It All Starts with Owner Complaints ∞
NHTSA monitors online complaints to search for potential safety prolems.
They allow owners to file complaints directly. Other sites, like CarComplaints.com, are dedicated to unconvering problem trends and raising their awareness. You can file your complaint to help boost the signal on a specific problem.
Complaints can also lead to petitions filed directly to NHTSA, asking for an investigation or recall.
File a Complaint
Complaints Can Spark Investigations ∞
If a safety issue is detected, NHTSA begins a multi-step investigation process:
- Screening is where they review complaint and decide whether to open an investigation
- Analysis is where they conduct research around the complaints or petitions received.
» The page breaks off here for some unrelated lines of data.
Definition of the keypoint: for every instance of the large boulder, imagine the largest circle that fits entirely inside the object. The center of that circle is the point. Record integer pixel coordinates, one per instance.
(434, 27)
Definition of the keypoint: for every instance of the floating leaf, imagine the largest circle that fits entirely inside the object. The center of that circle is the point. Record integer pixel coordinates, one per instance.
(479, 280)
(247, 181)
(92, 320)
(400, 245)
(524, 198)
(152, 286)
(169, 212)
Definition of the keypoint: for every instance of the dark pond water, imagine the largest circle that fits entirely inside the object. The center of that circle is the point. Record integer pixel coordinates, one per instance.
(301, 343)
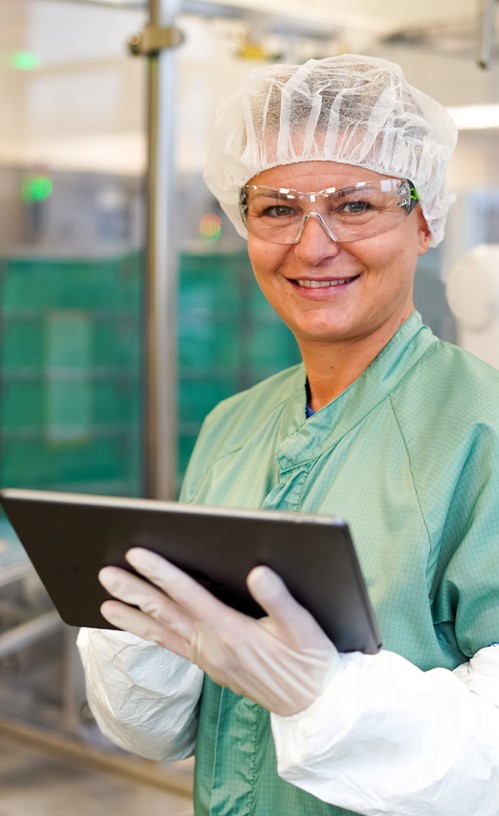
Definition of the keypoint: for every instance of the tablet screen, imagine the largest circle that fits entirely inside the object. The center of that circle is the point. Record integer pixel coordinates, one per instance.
(69, 537)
- Investigation is when an investigation is officially opened. NHTSA reviews the alleged safety defects and often works directly with the manufacturer before offering a recall recommendation.
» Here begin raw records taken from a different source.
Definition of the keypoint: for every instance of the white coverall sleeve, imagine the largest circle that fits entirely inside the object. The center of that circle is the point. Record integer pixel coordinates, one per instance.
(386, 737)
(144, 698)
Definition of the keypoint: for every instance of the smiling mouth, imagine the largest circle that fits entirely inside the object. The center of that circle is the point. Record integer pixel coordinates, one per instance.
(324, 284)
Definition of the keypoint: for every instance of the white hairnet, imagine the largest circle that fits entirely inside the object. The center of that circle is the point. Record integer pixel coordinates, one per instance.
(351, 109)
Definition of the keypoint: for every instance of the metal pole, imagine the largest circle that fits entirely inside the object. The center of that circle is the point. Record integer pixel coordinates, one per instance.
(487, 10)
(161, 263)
Investigations May Lead to Recalls ∞
A recall is issued when, during the course of an investigation, a safety risk is uncovered or it's determined the vehicle doesn't meet federal safety standards.
Many times an automaker will voluntarily issue a recall based on recommendations from NHTSA, but certain times NHTSA itself issues the recall.
A recall means automakers are required to fix a problem by repairing it, replacing it, or issuing a refund.
And Then There's Technical Service Bulletins ∞
Technical service bulletins (TSB) are official recommended steps and procedures for repairing vehicles, issued by automakers to their network of dealerships and certified technicians.
A TSB is not limited to safety-only problems, like an investigation or recall.
For years TSBs were difficult to come by for owners, outside of a short and sometimes cryptic summary. In recent years NHTSA has started storing TSBs and allowing owners to search for full documents by using their vehicle's VIN or make / model / year.
TSBs are useful tools to use when discussing repair options with an authorized technician. You'll often see TSBs used as evidence in lawsuits for problems that go unrepaired.